Bioelectricity: Electric excitability and action potential
Space-clamp and voltage-clamp experiments
In a space-clamp experiment you arrange things such that the membrane voltage of a prepared area is the same along the nerve fibre, which means that the voltage does not depend on location, but only on time. To this end, a stimulation electrode is positioned along the longitudinal axis of the nerve fibre, and a round concentric metal cylinder of the same length as the electrode on the outside of the axon. In this case, the voltage can only vary in the radial direction in time, but not along the nerve fibre. In addition, all elements of the membrane react synchronously to changes in experimental conditions. The figure below shows a space-clamp experiment schematically.
In a voltage-clamp experiment, the potential difference across the membrane is held from the outside at a desired constant value by the injection of current into the cell. What happens in such an experiment is the following feedback loop:
- measure the membrane voltage;
- If the membrane voltage deviates from the desired voltage, inject current;
- measure the needed current: this has the same value but opposite direction of the current flowing through ion channels of the membrane.
In the figure below, the voltage-clamp technique is schematically illustrated.

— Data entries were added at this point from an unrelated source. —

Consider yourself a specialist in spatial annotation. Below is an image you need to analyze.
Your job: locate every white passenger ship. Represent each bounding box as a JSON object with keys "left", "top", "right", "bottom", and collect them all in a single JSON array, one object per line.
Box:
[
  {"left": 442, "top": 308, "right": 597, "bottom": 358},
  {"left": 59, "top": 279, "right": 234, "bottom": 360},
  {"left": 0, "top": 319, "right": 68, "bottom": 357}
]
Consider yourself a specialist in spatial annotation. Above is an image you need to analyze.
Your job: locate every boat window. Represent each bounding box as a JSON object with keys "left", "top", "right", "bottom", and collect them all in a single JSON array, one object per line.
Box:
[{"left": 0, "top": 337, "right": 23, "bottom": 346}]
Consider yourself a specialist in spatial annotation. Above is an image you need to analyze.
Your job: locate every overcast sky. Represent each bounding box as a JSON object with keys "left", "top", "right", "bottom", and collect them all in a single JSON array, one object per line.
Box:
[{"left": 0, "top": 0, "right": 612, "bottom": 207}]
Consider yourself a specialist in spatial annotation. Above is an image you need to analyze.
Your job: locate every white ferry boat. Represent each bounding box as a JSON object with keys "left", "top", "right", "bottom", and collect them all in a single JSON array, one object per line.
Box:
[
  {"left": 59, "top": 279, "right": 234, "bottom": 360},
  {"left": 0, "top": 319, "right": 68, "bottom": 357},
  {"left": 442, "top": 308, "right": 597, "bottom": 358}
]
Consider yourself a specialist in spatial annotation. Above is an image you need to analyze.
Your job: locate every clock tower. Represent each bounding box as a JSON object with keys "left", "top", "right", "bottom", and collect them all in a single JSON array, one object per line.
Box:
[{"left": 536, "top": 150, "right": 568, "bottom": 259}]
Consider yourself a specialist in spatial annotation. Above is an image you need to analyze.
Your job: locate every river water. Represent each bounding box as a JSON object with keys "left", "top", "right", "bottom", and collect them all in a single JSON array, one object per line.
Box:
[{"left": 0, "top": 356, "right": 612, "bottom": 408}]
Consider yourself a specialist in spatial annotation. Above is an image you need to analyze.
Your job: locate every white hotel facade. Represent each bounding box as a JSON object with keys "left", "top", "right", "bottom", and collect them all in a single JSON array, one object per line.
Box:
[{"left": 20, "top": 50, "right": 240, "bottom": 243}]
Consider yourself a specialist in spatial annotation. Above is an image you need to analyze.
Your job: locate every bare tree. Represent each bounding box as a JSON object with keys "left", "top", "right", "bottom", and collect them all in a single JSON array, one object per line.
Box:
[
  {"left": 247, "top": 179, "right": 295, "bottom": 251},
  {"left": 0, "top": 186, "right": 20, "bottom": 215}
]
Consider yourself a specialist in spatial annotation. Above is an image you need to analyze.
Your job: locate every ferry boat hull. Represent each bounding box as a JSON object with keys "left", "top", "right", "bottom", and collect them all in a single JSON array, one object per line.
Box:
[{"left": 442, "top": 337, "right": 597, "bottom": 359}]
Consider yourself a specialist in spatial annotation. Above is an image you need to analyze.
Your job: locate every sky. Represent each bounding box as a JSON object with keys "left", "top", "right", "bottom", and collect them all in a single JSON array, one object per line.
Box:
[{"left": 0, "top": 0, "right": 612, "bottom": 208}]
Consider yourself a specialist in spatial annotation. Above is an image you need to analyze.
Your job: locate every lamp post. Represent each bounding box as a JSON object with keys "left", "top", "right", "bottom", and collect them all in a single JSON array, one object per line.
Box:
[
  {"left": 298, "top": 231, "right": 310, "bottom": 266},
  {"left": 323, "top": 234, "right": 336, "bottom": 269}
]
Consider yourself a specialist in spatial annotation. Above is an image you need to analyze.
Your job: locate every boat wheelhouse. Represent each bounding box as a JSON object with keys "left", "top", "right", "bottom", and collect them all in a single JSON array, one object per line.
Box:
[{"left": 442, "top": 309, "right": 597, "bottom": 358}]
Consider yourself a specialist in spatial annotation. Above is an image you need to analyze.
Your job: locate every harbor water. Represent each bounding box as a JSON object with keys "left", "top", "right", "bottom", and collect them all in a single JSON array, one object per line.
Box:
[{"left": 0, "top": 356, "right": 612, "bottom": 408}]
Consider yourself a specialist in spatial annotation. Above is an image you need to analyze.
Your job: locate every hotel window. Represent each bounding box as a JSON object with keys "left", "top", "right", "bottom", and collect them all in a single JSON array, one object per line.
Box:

In a voltage-clamp experiment we measure at the same time the membrane voltage and current through the ion channels. Hodgkin and Huxley were able to manipulate of experimental conditions such that only one of the ion channel types were open, i.e. conductive. This allowed them to experimentally establish per ion channel type the conductivity during stepwise changes in membrane voltage. For each ion channel type, they constructed a mathematical model that describes the data well. In the following sections we look at their results.
Remember that at the time of the investigation of Hodgkin and Huxley not much was known about the existence and functioning of ion channels; their work was full of assumptions that could only be verified later and experimentally underpinned. The patch-clamp technique developed in the seventies and eighties of the last century, through which the existence of ion channels in the cell membrane could be detected and properties of individual channels could be explored experimentally, played a crucial role in further understanding of ion channels. That is why the inventors of this technique, Neher and Sakmann, received the Nobel prize for their work in 1991.